The Bellarmine dichotomy between what actually is the case, and what gives the most satisfactory empirical explanation, has all along been the basic contention of the dualist philosophers. But the absence hitherto of an adequate explanation of how there can be these two separate orders has been the great stumbling block. It has driven other Scholastic philosophers virtually to abandon the dichotomy and try to work out a unitary theory. This has led to such a scheme as hylosystemism with its fundamental distortions of Thomism.
We have shown how illusory such unitary schemes must be, founded as they are on the shifting sands of current physical theories.

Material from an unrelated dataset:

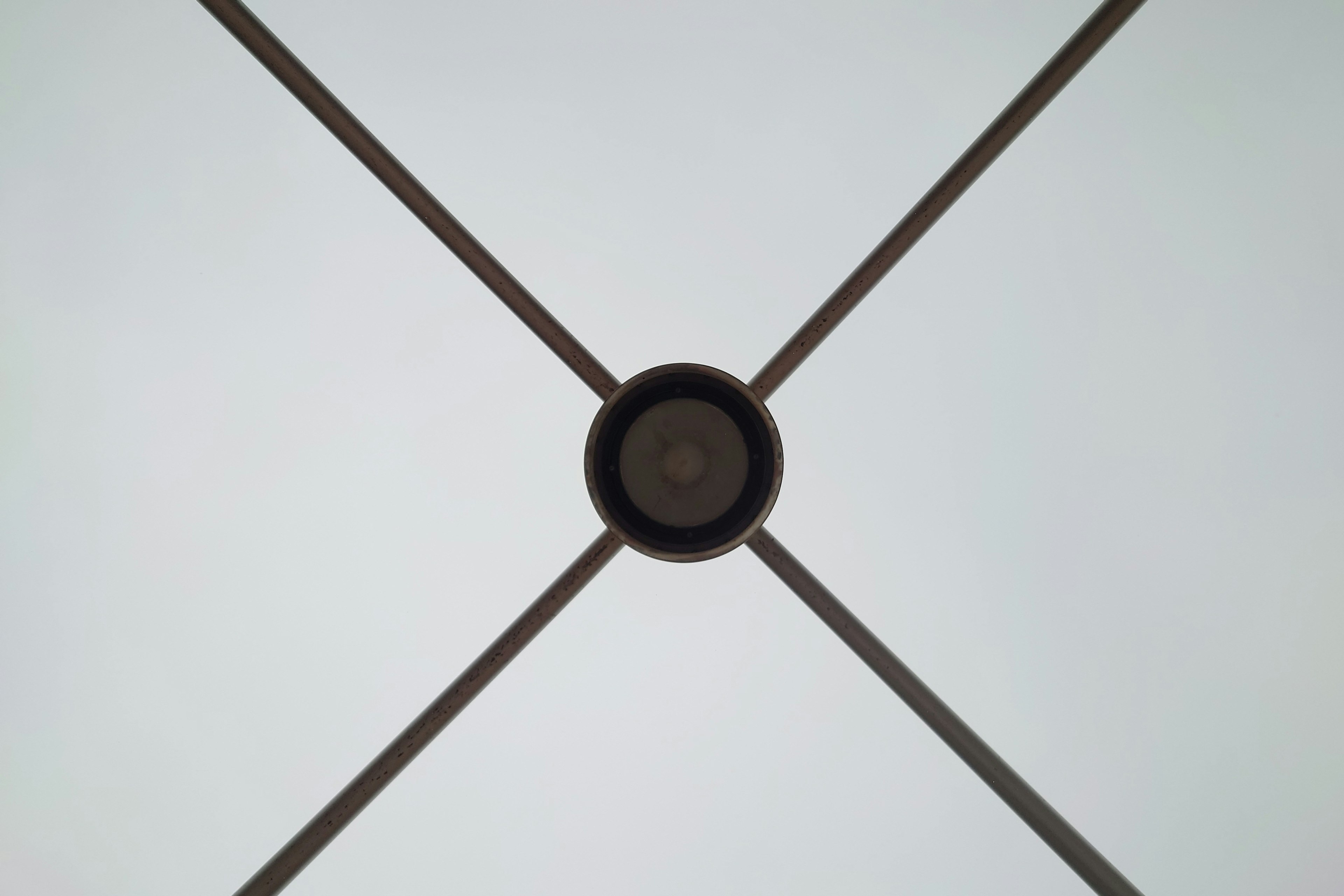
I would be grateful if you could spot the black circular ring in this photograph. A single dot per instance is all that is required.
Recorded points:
(603, 463)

On the other hand we have supplied the missing explanation in the dualist theory. By pointing out the Procrustean categorial nature of modern physics, we have established its autonomy on a satisfactory basis. We have shown how the two orders can exist side by side without clashing. Hence the Thomist structure needs no alterations but only the extension of a wing to the house.
We have traced in outline the slow recognition by Scholastic philosophers of the part played by artifacts, or entia rationis, call them what we will, in the new physical learning which has been developing since the 17th century.
The time has now come for this recognition to be extended to a wider field than merely that of modern physics. We have seen in this work how systems of artifacts are to be found in a great variety of human pursuits. In nearly all our activities we avail ourselves of their assistance; we find at almost every turn a fabric woven of myths. Such a fabric is necessary to facilitate our passage through the world. But we must never lose sight of the fact that it is only myths and phantoms. We should never allow ourselves to be enslaved by our own creations: there are no bonds more insidious than those we impose on ourselves.
Behind the shadowy world we have created to be our servant, there lies the real world. A phantom is but a sorry companion to any man. It is the real world, the world which ever is, to which we must turn our eyes, and from which comes our strength.